Salah seorang tokoh orang-orang agnostik ini yang
terkemuka ialah mendiang Bertrand Russel, ahli falsafah dari
Inggris, yang pernah diundang dengan hormatnya untuk
memberikan kuliah pada beberapa universitasdi Amerika
Serikat di awal tahun empat-puluhan. Kuliah- kuliah yang
disampaikannya telah sempat menimbulkan kemarahan tokoh-
tokoh kristen Amerika, terutama Bishop Manning dari Gereja
Episcopal, karena dianggap “sangat bertentangan dengan
agama dan nilai-nilai moral”.
Memang Russel berpendirian, bahwa “semua agama yang
ada didunia ini Budha, Hindu, Kristen, Islam, dan Komunisme
“ adalah palsu dan berbahaya” (“I think all the great religions
of the world --Buddhism, Hinduism, Christianity, Islam, and
Communism-- both untrue and harmfull”), karena itu ia
menentang semua agama.
Sangat menarik perhatian kita ialah, sama dengan
Toynbee, Russel pun menganggap komunisme sebagai
agama.
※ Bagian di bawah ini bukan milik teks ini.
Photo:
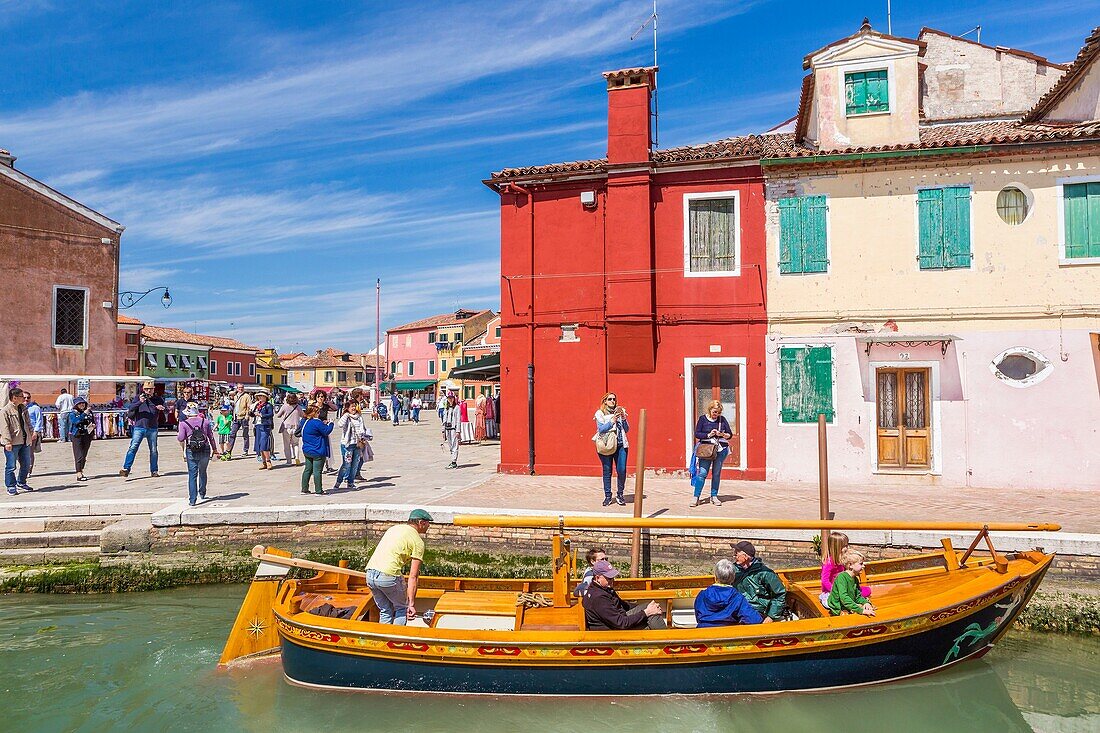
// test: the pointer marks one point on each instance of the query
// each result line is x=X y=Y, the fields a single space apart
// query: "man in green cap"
x=402 y=544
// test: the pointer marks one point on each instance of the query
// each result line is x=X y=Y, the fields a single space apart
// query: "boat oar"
x=712 y=523
x=261 y=554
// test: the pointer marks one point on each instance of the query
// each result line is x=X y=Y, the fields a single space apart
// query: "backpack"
x=197 y=441
x=607 y=442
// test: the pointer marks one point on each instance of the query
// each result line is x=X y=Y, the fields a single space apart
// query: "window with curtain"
x=712 y=234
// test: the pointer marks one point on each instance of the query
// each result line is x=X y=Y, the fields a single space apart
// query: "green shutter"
x=790 y=234
x=820 y=363
x=814 y=245
x=790 y=379
x=957 y=227
x=930 y=212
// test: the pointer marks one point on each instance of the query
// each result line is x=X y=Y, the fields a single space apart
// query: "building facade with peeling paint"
x=933 y=229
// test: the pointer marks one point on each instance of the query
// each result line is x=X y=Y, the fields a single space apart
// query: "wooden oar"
x=260 y=553
x=713 y=523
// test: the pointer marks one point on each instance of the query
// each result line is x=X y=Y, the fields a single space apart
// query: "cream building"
x=934 y=265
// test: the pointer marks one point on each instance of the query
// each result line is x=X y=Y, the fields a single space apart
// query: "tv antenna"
x=651 y=19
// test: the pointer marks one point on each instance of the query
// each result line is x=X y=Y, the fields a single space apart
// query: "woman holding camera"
x=713 y=435
x=612 y=445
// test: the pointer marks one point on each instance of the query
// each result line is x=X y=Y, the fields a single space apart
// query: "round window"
x=1021 y=367
x=1012 y=205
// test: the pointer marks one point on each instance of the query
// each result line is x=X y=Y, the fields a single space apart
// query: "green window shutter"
x=1076 y=212
x=878 y=93
x=790 y=379
x=931 y=216
x=790 y=234
x=820 y=363
x=957 y=227
x=814 y=245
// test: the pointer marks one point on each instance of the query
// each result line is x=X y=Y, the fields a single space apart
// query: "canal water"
x=146 y=662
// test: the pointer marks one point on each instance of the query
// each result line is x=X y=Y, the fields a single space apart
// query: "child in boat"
x=593 y=556
x=845 y=597
x=831 y=565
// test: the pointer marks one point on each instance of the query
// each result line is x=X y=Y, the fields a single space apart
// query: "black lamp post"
x=130 y=298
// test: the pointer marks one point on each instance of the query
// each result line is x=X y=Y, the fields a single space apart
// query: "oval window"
x=1021 y=367
x=1012 y=205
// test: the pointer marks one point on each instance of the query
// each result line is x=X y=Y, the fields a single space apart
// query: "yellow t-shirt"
x=400 y=543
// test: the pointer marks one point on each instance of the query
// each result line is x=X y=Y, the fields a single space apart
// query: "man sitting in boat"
x=722 y=604
x=402 y=544
x=605 y=611
x=759 y=583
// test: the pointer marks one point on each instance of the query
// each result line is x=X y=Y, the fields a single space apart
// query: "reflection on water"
x=146 y=663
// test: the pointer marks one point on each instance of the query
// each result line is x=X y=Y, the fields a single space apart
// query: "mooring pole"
x=639 y=485
x=823 y=477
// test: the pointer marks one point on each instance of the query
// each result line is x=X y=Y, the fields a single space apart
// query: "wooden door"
x=904 y=426
x=719 y=382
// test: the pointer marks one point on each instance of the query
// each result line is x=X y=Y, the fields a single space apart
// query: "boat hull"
x=935 y=643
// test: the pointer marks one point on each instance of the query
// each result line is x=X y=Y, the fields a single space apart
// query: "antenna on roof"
x=651 y=19
x=976 y=30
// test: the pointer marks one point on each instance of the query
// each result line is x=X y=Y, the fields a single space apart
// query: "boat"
x=528 y=637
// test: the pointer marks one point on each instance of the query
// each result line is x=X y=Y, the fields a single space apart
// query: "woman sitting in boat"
x=759 y=583
x=605 y=611
x=845 y=597
x=721 y=604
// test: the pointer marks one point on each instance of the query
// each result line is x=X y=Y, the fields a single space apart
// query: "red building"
x=641 y=274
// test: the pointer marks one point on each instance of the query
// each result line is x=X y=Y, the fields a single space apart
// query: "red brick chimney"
x=629 y=94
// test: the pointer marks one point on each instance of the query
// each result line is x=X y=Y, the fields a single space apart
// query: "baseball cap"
x=604 y=568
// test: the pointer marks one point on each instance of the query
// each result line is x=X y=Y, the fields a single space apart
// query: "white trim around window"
x=741 y=412
x=53 y=317
x=736 y=195
x=1063 y=261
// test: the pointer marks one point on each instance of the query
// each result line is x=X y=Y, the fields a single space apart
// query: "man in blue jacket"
x=145 y=418
x=722 y=604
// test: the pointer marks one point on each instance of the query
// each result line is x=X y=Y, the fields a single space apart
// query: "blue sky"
x=271 y=160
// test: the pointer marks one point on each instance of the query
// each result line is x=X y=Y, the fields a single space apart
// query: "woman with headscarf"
x=81 y=430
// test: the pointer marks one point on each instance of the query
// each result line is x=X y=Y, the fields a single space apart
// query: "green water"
x=146 y=662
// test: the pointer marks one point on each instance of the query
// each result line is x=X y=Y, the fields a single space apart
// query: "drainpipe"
x=513 y=188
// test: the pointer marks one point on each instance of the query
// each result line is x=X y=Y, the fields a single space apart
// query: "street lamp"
x=130 y=298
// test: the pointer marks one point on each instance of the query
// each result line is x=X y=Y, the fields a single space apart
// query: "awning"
x=486 y=369
x=908 y=340
x=408 y=385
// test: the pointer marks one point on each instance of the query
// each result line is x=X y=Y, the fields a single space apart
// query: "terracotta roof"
x=435 y=321
x=1085 y=57
x=164 y=334
x=864 y=30
x=938 y=137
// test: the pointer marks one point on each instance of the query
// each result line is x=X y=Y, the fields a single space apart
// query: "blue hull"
x=855 y=665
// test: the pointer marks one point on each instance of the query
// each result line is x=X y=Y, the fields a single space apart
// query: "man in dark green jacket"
x=759 y=583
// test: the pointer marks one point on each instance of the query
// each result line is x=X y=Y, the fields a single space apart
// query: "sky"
x=271 y=160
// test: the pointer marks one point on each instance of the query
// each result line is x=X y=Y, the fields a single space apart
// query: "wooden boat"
x=933 y=611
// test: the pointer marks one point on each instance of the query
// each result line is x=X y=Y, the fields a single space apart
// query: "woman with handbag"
x=713 y=435
x=612 y=445
x=81 y=430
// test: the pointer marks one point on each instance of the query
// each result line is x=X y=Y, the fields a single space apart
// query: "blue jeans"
x=713 y=467
x=197 y=463
x=350 y=465
x=391 y=593
x=618 y=460
x=22 y=453
x=139 y=435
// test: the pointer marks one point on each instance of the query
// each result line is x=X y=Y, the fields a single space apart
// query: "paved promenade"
x=409 y=469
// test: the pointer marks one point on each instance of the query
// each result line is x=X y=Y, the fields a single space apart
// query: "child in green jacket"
x=223 y=426
x=845 y=597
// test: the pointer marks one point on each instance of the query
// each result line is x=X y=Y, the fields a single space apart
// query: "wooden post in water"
x=823 y=477
x=639 y=484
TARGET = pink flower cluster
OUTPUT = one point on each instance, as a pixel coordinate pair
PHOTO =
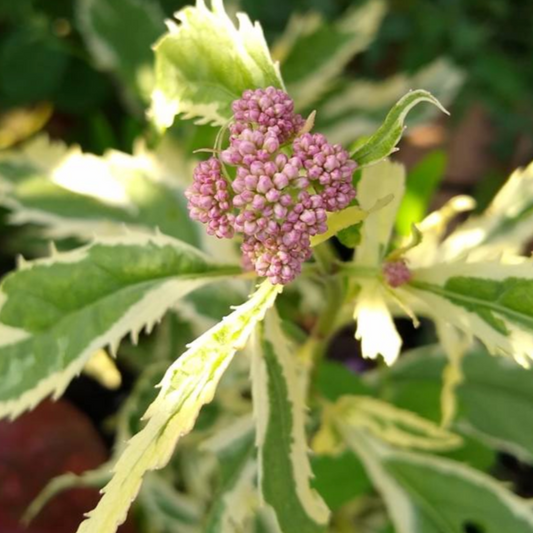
(284, 184)
(396, 273)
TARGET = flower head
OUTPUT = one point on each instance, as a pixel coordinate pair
(284, 185)
(396, 273)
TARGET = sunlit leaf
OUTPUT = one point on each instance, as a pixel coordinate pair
(284, 468)
(427, 494)
(75, 194)
(56, 312)
(188, 384)
(490, 300)
(383, 142)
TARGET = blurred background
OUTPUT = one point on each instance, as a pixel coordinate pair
(81, 72)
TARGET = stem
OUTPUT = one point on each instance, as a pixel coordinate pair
(314, 350)
(358, 271)
(325, 257)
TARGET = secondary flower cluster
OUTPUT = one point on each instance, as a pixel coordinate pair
(284, 183)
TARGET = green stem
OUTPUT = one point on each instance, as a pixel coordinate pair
(358, 271)
(325, 257)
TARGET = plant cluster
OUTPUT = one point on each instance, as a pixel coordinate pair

Kalau kita baca bukunya yang terkenal: “Why I Am
Not a Christian” (Mengapa Saya Bukan Seorang Kristen),
maka dapat kita simpulkan, bahwa ia tokoh bertuhan juga.
Russel, pada hakikatnya, telah mempertuhankan akalnya.
Selama ia bisa konsisten, sebenarnya masih lumayan, terutama
jika dibandingkan dengan orang yang bertuhankan hawa nafsunya.
Tetapi, mungkinkah seseorang senantiasa consistent?